There are Persuasion people.
Their favorite novel is Jane Austen's Persuasion, the story of Anne Elliot, a 27-year-old heroine who regrets having broken off her engagement at 19. Then she meets her former fiance again by chance.
I am very fond of it, though on this reading I found it almost too abbreviated.
Rereading Persuasion on a recent trip was challenging. Like Anne Elliot, I was organized: I took two copies, a small reading copy for my purse and and The Annotated Persuasion, edited by David M. Shapard, for reading in my room.
But I stayed in an uncomfortable room in an almost empty house. How I wished for furniture and lamps! I had the choice of reading in bed or cross-legged on the floor in the living room.
Sitting scrunched against the wall under the only lamp in the house, I could not get comfortable. Then I tried the bed. The mattress, bought in about 1960, is so lumpy and soft that it almost doubles up and the springs hit your lower back. OW.
Back to the living room floor? Really uncomfortable.
I finally created a bed-reading system.
1. Drag lamp from living room to bedroom.
2. Remove the boxes and stuff off the top of the bookcase so I can move the bookcase very slightly and plug in the lamp.
3. Roll two blankets behind pillows for back support.
4. Put pillow under legs.
When I eventually perfected my bed-reading system, Persuasion was a pleasure, though it is sketchier and more minimalist than, say, Emma and Pride and Prejudice. It is also the shortest of Jane's novels. Austen was writing it in 1816 when she became ill, and, though she finished it before she died, perhaps she did not have time to revise it.

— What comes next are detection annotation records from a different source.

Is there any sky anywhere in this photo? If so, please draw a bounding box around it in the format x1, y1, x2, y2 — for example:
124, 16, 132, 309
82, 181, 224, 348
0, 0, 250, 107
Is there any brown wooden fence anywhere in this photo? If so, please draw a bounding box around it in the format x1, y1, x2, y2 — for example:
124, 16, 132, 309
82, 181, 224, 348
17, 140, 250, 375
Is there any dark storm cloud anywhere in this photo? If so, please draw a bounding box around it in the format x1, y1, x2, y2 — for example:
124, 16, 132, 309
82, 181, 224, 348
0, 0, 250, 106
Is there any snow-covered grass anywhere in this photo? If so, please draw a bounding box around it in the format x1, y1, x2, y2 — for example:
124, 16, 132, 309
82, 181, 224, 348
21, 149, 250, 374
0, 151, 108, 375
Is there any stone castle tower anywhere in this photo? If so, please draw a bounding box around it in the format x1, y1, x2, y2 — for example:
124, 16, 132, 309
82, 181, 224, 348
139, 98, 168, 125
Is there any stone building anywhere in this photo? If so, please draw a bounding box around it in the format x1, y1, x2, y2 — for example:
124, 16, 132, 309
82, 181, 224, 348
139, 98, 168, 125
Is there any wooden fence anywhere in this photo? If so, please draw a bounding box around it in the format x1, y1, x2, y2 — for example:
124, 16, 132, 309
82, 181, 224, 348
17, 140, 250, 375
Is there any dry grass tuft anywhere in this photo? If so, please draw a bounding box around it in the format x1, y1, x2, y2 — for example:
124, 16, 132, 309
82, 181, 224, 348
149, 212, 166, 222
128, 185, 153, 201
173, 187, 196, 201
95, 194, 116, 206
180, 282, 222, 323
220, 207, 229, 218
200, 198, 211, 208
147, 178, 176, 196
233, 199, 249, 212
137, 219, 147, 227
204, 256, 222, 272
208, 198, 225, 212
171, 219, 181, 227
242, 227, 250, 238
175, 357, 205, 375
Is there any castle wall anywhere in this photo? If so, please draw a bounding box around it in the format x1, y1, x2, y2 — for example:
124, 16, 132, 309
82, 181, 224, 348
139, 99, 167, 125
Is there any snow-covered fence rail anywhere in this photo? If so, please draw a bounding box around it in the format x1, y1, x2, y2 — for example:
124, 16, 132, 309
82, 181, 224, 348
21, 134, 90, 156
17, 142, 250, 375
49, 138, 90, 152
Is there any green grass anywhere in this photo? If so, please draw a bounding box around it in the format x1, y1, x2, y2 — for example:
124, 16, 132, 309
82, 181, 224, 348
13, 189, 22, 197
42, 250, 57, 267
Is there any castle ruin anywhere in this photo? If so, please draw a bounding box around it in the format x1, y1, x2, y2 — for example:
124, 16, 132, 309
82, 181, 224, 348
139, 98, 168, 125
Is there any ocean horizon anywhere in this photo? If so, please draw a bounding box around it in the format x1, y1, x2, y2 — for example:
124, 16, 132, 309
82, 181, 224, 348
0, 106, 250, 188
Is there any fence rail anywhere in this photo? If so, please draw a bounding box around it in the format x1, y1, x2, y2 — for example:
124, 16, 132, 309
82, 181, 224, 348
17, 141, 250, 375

Anne Elliot is one of my favorite heroines. She is quiet and sensible, a little like Fanny Price of Mansfield Park. She is good-natured, has a sense of humor, and is the most dependable character in the book, with the exception of her former fiance, Captain Wentworth, and his friends. Anne is the one you want at your sickbed, or to organize a challenging social situation. On the other hand, the UPPER upper class--Anne's family, her father, Sir Walter Elliot, her sister, Elizabeth, younger sister, Mary, and Lady Russell, her late mother's best friends--are proud, sometimes silly, and often show bad judgment. Lady Russell had opposed Anne's engagement because Captain Wentworth, at that time, had not advanced to the gentlemanly rank of captain.
Sir Walter and Elizabeth go to Bath to save money (they are in debt), and Anne stays behind for a few months with Mary and Lady Russell. Captain Wentworth's sister and husband have rented Kellynch-Hall, the Elliot's house.
Keep your eye on Elizabeth's cunning companion, Mrs. Clay, and Anne's warm-hearted but arch friend, Mrs. Smith. Remember Harriet Smith in Emma? Could Harriet have grown up to be an amalgam of the two?
When Anne meets Captain Wentworth again, it is not an instant romance, but romance develops (I will not tell you between whom, or how it all turns out).
But, as you can imagine, the ending is happy.
I'm home after the short trip, and thank God we have plenty of "reading systems," lamps and furniture, here.